Wat vooral opvalt aan deze beschrijving en de nadere

uitwerking van de memorie van toelichting, is dat de wetgever zich bij de toelichting op de wet vooral richt op de voordelen van een wettelijke schuldsanering voor crediteuren. Contra- indicaties (kenmerken die wettelijke schuldsaneringen voor schuldenaren onaantrekkelijker en voor crediteuren aantrekkelijker maken) worden nauwelijks uitgewerkt (Jungmann, 2006).

Al vrij snel na de inwerkingtreding van de Wsnp werd duidelijk dat deze wet niet ging werken als een stok achter de deur (Niemeijer, Ter Voert en Jungmann, 2001). In plaats van een stijging was er sprake van een daling van het slagingspercentage. De komst van een wettelijk alternatief leidde ertoe dat sommige gemeenten minder hard hun best deden om een schuldregeling te treffen. Bovendien bleken sommige schuldeisers de Wsnp een aantrekkelijk alternatief te vinden voor het minnelijk traject. Al in 1999 werd duidelijk dat een grote groep huishoudens die in het minnelijk traject niet voorzien kon worden van een minnelijke schuldregeling, zich niet tot de rechter wendden voor een wettelijke

schuldsanering. Al in 2001 werd in de wetsevaluatie geadviseerd om de aansluiting tussen het minnelijk en wettelijk traject te verbeteren. Vanuit het veld werd daar rond 2005 een poging toe gedaan door naast kredietbanken en gemeenten ook private partijen aan te sluiten bij de branchevereniging NVVK.

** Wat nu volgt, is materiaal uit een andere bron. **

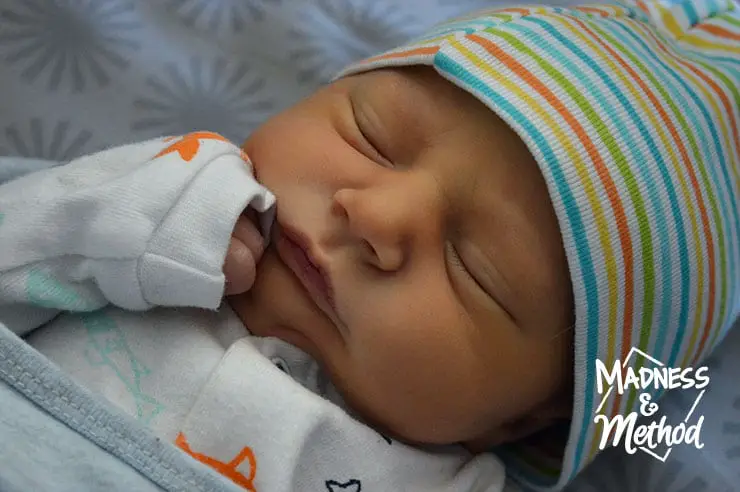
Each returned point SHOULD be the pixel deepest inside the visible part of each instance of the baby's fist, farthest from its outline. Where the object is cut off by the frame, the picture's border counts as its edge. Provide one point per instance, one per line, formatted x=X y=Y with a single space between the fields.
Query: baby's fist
x=245 y=251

In de wetgeving werd in 2008 voorzien in de zogenaamde minnelijke middelen: het moratorium, het dwangakkoord en de voorlopige voorziening (Von Burg, Schruer en Jungmann, 2008). Het doel van deze middelen was de stok-achter-de-deur werking te versterken. Echter, na invoering van deze middelen was geen directe toename van het percentage minnelijke schuldregelingen zichtbaar.

(14)

Derde stadium: de gemeentelijke schuldhulpverlening wordt wettelijk gereguleerd

Het besef dat de effectiviteit van de gemeentelijke

schuldhulpverlening te wensen overliet, vormde rond 2008 voor het kabinet de aanleiding om de Wgs voor te bereiden (Jungmann e.a., 2008). Gemeenten hadden wachtlijsten en er waren in de uitvoering te veel en te grote verschillen. De kans op een schone lei bleek voor schuldenaren in hoge mate af te hangen van de gemeente waar zij woonden. Door te voorzien in een kaderwet wilde het kabinet voorzien in een kwaliteitsbodem in de minnelijke schuldhulpverlening. De Wgs schrijft in dat licht voor dat gemeenten moeten voorzien in schuldhulpverlening, geen wachtlijst mogen hebben en dat mensen binnen vier weken na aanmelding een intake moeten krijgen. De in de memorie van toelichting geformuleerde doelen luiden als volgt:

1. Realiseren van brede toegankelijkheid.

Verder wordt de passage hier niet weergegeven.